Former Navy man sought on child porn charge

The Island County Prosecutor’s Office is going after a former Navy man suspected of possessing child pornography after the federal government declined to charge him.

The Island County Prosecutor’s Office is going after a former Navy man suspected of possessing child pornography after the federal government declined to charge him.

Prosecutors charged 36-year-old Dennis McCoy, a former sailor at Whidbey Island Naval Air Station, in Island County Superior Court June 29 with possession of depictions of a minor engaged in sexually explicit conduct.

On June 29, Judge Vickie Churchill authorized a $50,000 arrest warrant for McCoy.

Chief Criminal Prosecutor Colleen Kenimond said McCoy’s whereabouts are unknown since he left the Navy. His last known address was in Seminole, Fla.

Special Agent Don Johnston with the Naval Criminal Investigative Service handled the case. He wrote in his report that the investigation began in 2008 after Immigration and Customs Enforcement discovered that McCoy had purchased child pornography from a Russian website.

During an interrogation, McCoy admitted to paying $500 to gain access to the website, but that he was advised he would have to pay even more to actually see the child pornography, the report states. He admitted to looking at child pornography, but said he deleted the images from his computer, the special agent wrote.

Federal agents sent McCoy’s laptop and hard drive to the Defense Forensic Computer Laboratory for study. More than 2,000 images and 12 movie files of possible child pornography were recovered from the computer, the report states.

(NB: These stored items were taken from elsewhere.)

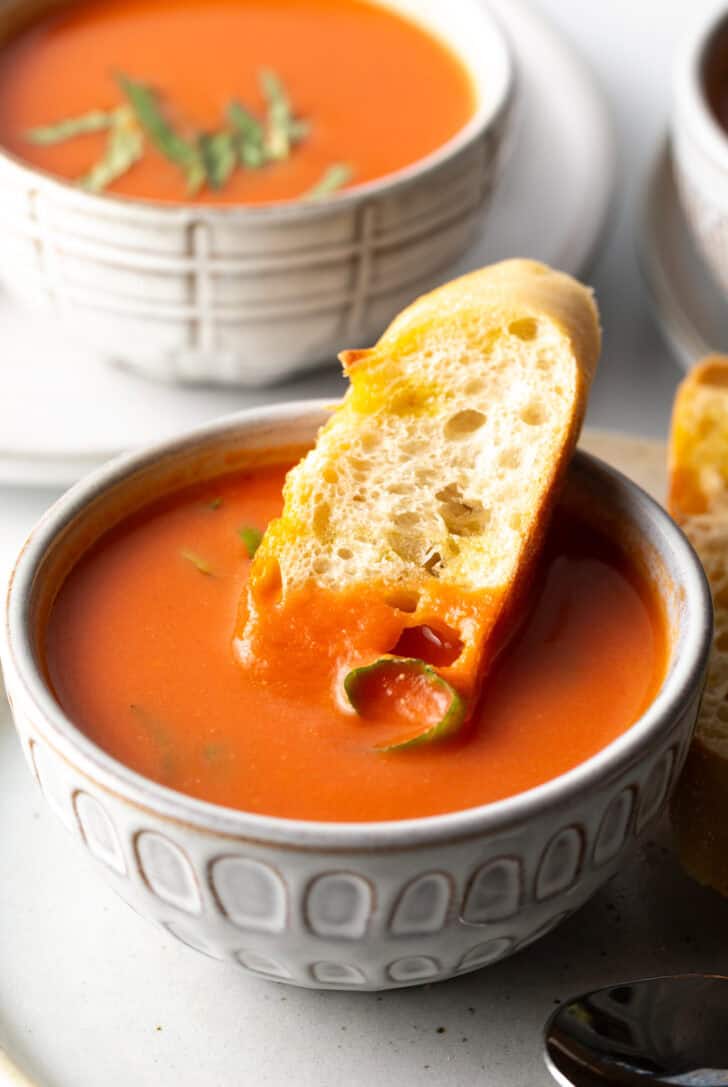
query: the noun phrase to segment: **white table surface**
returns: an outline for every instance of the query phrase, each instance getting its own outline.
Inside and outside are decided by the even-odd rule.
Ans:
[[[680,371],[657,331],[641,282],[634,235],[635,200],[666,122],[674,47],[688,22],[700,10],[713,7],[714,0],[692,0],[690,4],[685,0],[610,0],[603,4],[541,0],[541,5],[581,48],[606,87],[622,157],[613,221],[591,274],[602,310],[605,350],[588,421],[592,426],[660,437],[666,433]],[[50,490],[0,488],[0,574],[54,497]],[[10,807],[4,802],[12,798],[0,799],[4,833],[13,835]],[[25,791],[16,800],[13,820],[24,823],[22,833],[30,835],[30,845],[34,835],[43,833],[58,839],[59,853],[72,848],[50,818],[39,815],[41,801],[35,793]],[[16,860],[21,864],[20,851]],[[61,1083],[54,1078],[53,1069],[43,1069],[45,1083],[78,1087],[105,1079],[83,1067],[84,1032],[97,1026],[93,986],[113,986],[114,970],[119,971],[121,983],[124,973],[135,968],[134,960],[146,948],[156,947],[157,937],[152,941],[150,931],[147,939],[145,926],[138,922],[137,946],[129,949],[128,956],[118,950],[105,961],[103,948],[94,943],[97,922],[85,917],[81,906],[86,876],[79,876],[78,931],[64,933],[54,922],[53,904],[44,896],[52,895],[53,880],[58,876],[59,872],[39,873],[37,901],[18,900],[17,908],[37,912],[41,926],[38,939],[49,956],[49,985],[58,984],[62,989],[66,968],[73,968],[67,940],[81,941],[82,949],[88,945],[89,971],[83,980],[82,1003],[89,1018],[85,1026],[77,1024],[74,1036],[73,1009],[64,1007],[58,1024],[59,1030],[68,1034],[59,1039],[61,1048],[78,1050],[79,1073],[72,1081]],[[0,872],[3,895],[13,895],[12,879],[8,880],[5,871]],[[644,921],[645,896],[651,903],[648,925]],[[665,910],[663,905],[668,901],[670,909]],[[109,909],[121,909],[113,896]],[[701,931],[694,928],[696,914],[701,917]],[[470,1087],[480,1082],[489,1087],[539,1087],[548,1077],[540,1065],[538,1030],[555,1001],[580,986],[617,980],[625,973],[691,968],[725,972],[728,949],[721,961],[715,933],[725,931],[726,920],[728,905],[688,883],[660,846],[648,844],[609,890],[526,956],[461,981],[384,997],[297,992],[236,976],[229,982],[231,1003],[219,1009],[219,1031],[208,1042],[222,1051],[226,1037],[235,1032],[253,1030],[259,1034],[266,1048],[260,1083],[325,1087],[345,1082],[347,1087],[363,1087],[376,1081],[383,1087],[390,1083],[408,1087],[432,1082]],[[11,933],[0,934],[0,1039],[5,1022],[6,1028],[8,1024],[12,1028],[12,1036],[19,1032],[25,1039],[23,1048],[32,1056],[34,1032],[43,1029],[42,1024],[33,1022],[33,994],[40,992],[44,981],[35,978],[27,987],[19,978],[3,975],[3,945],[11,938]],[[163,968],[165,955],[180,954],[188,952],[177,948],[167,948],[164,954],[160,951],[150,967]],[[217,969],[201,957],[190,964],[193,1003],[204,1005],[202,991]],[[241,1023],[235,991],[248,987],[250,994],[250,986],[255,989],[256,1012],[251,1016],[248,1000],[247,1022]],[[62,999],[66,1000],[65,995]],[[143,994],[140,999],[143,1004]],[[183,994],[170,993],[169,1007],[158,1012],[160,1025],[165,1016],[167,1021],[174,1019],[185,999]],[[47,999],[44,1002],[47,1004]],[[446,1031],[438,1033],[440,1026]],[[155,1087],[194,1082],[194,1077],[180,1077],[181,1070],[175,1070],[174,1034],[155,1034],[154,1025],[149,1030],[147,1056],[127,1054],[123,1058],[130,1072],[127,1082],[154,1083]],[[202,1038],[201,1044],[206,1044]],[[120,1037],[120,1054],[124,1045]],[[348,1068],[348,1073],[343,1068]],[[232,1081],[224,1078],[208,1081],[204,1087],[218,1083],[233,1087]]]

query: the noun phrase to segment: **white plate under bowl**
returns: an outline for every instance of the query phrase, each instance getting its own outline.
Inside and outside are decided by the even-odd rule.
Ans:
[[[445,278],[511,256],[579,274],[614,188],[609,113],[588,67],[543,16],[524,0],[490,0],[490,7],[516,58],[519,131],[486,232]],[[338,397],[343,388],[334,360],[272,389],[151,384],[0,297],[0,483],[65,485],[124,449],[217,415],[274,400]]]
[[[655,316],[677,362],[689,370],[703,355],[728,351],[728,298],[693,239],[667,140],[647,178],[640,216],[640,263]]]

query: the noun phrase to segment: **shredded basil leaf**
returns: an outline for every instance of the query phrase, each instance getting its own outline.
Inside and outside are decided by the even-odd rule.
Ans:
[[[280,76],[270,68],[262,68],[259,78],[266,103],[265,120],[232,101],[226,109],[227,127],[185,136],[167,116],[153,87],[119,72],[116,82],[125,105],[31,128],[26,138],[50,145],[84,133],[108,132],[103,157],[78,180],[90,192],[102,192],[131,169],[144,154],[145,137],[182,171],[189,195],[196,195],[205,184],[219,190],[238,166],[257,170],[289,158],[292,149],[311,130],[307,120],[295,116]],[[347,163],[334,163],[302,198],[323,199],[346,185],[352,176]]]
[[[103,158],[79,178],[78,184],[89,192],[103,192],[127,173],[144,154],[144,137],[135,123],[130,124],[128,110],[118,110],[106,140]]]
[[[182,551],[180,551],[180,555],[183,559],[187,559],[187,562],[191,562],[195,569],[199,570],[201,574],[204,574],[206,577],[215,576],[209,562],[194,551],[188,551],[187,548],[183,548]]]
[[[73,139],[74,136],[85,136],[88,132],[103,132],[111,128],[115,117],[116,110],[95,109],[80,117],[67,117],[53,125],[30,128],[25,136],[31,143],[62,143],[63,140]]]
[[[197,144],[179,135],[162,113],[154,91],[144,83],[123,74],[117,75],[116,81],[151,142],[184,173],[188,193],[198,192],[205,183],[206,171]]]
[[[199,138],[205,176],[211,189],[221,189],[235,169],[235,140],[231,132],[204,133]]]
[[[373,676],[386,678],[388,675],[397,677],[403,673],[421,676],[429,686],[444,691],[449,702],[442,717],[432,725],[427,725],[408,736],[404,740],[397,740],[391,744],[377,747],[376,750],[386,753],[388,751],[404,751],[406,748],[418,747],[420,744],[433,743],[436,740],[444,740],[458,732],[465,722],[466,704],[447,680],[425,661],[417,657],[380,657],[372,664],[366,664],[361,668],[354,668],[347,673],[344,679],[344,693],[351,707],[360,715],[365,711],[365,688],[368,679]]]
[[[354,171],[346,162],[335,162],[329,166],[316,184],[303,194],[304,200],[323,200],[332,193],[338,192],[344,185],[348,185],[354,176]]]
[[[227,108],[227,119],[237,137],[241,165],[251,170],[265,166],[268,161],[265,150],[265,129],[258,118],[239,102],[231,102]]]
[[[160,759],[160,773],[163,778],[172,776],[175,764],[175,744],[166,727],[143,706],[132,703],[129,706],[137,727],[151,741]]]
[[[279,161],[288,158],[291,150],[291,106],[283,84],[270,68],[262,69],[260,85],[268,104],[266,150],[272,159]]]
[[[252,559],[255,552],[260,547],[260,541],[263,539],[263,533],[259,528],[255,528],[253,525],[241,525],[238,529],[238,536],[245,544],[245,550],[248,552],[248,558]]]
[[[293,116],[288,92],[272,69],[261,69],[260,85],[268,107],[266,151],[269,158],[279,162],[288,158],[293,145],[305,139],[309,125]]]

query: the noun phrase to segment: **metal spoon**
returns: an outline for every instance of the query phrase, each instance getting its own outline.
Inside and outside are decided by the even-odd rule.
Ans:
[[[563,1087],[728,1087],[728,977],[678,974],[576,997],[544,1028]]]

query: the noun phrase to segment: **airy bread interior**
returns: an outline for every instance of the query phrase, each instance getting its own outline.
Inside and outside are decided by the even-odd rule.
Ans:
[[[499,329],[483,366],[486,339],[456,329],[442,342],[435,330],[398,360],[383,410],[371,399],[360,410],[355,393],[337,412],[286,486],[285,516],[300,526],[279,552],[284,591],[311,577],[478,588],[508,578],[570,428],[578,373],[546,317]]]

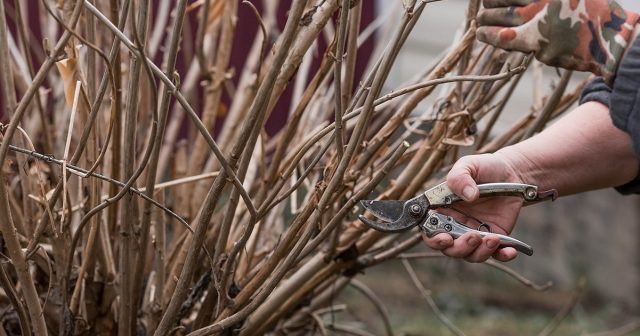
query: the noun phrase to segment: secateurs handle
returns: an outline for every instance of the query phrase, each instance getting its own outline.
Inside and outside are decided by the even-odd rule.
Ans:
[[[478,185],[480,197],[519,196],[526,203],[535,203],[546,199],[555,199],[555,190],[538,192],[538,187],[523,183],[484,183]],[[442,183],[424,193],[430,203],[430,208],[446,207],[462,199]]]
[[[466,225],[458,223],[450,216],[439,214],[434,211],[429,212],[429,216],[422,224],[420,224],[420,228],[424,231],[427,237],[433,237],[438,233],[448,233],[453,237],[453,239],[456,239],[467,232],[475,232],[481,237],[496,235],[498,236],[498,238],[500,238],[500,247],[513,247],[517,251],[522,252],[528,256],[533,254],[533,248],[531,246],[515,238],[487,231],[475,230]]]

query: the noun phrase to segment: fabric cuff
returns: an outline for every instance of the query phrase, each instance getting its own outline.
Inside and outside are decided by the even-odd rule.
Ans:
[[[595,77],[582,90],[580,105],[595,101],[609,107],[610,97],[611,88],[605,84],[604,78]]]
[[[585,86],[580,104],[599,102],[609,107],[613,124],[628,133],[633,150],[640,158],[640,38],[636,38],[618,67],[613,88],[602,77]],[[640,193],[640,174],[636,179],[615,188],[621,194]]]
[[[613,90],[609,111],[613,124],[631,136],[633,150],[640,158],[640,38],[636,38],[622,59]],[[640,193],[640,174],[633,181],[616,187],[622,194]]]
[[[613,124],[627,132],[640,157],[640,39],[636,38],[622,59],[609,98]]]
[[[602,77],[596,77],[591,80],[582,90],[580,94],[580,105],[588,102],[598,102],[610,107],[611,102],[611,88],[605,84],[604,79]],[[621,121],[620,112],[624,111],[614,111],[609,108],[611,119],[618,119],[618,123],[614,122],[616,127],[620,127],[619,121]],[[625,132],[628,132],[626,129],[623,129]],[[625,183],[621,186],[615,187],[616,191],[623,195],[631,195],[631,194],[639,194],[640,193],[640,174],[633,181]]]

Among those files, National Center for Missing and Exploited Children identified a total of 158 known images and 10 video files of child pornography on McCoy’s computer, the report states.

Kenimond said that the U.S. Attorney’s Office declined to charge McCoy. By the time the decision was made, McCoy had left the Navy and was no longer in the jurisdiction of military courts.

But Kenimond said that Prosecutor Greg Banks felt that McCoy should answer for the alleged crime that occurred on Whidbey Island, so he decided to prosecute.

If convicted of the charge, McCoy could face a standard sentencing range of a year to a year and two months in prison.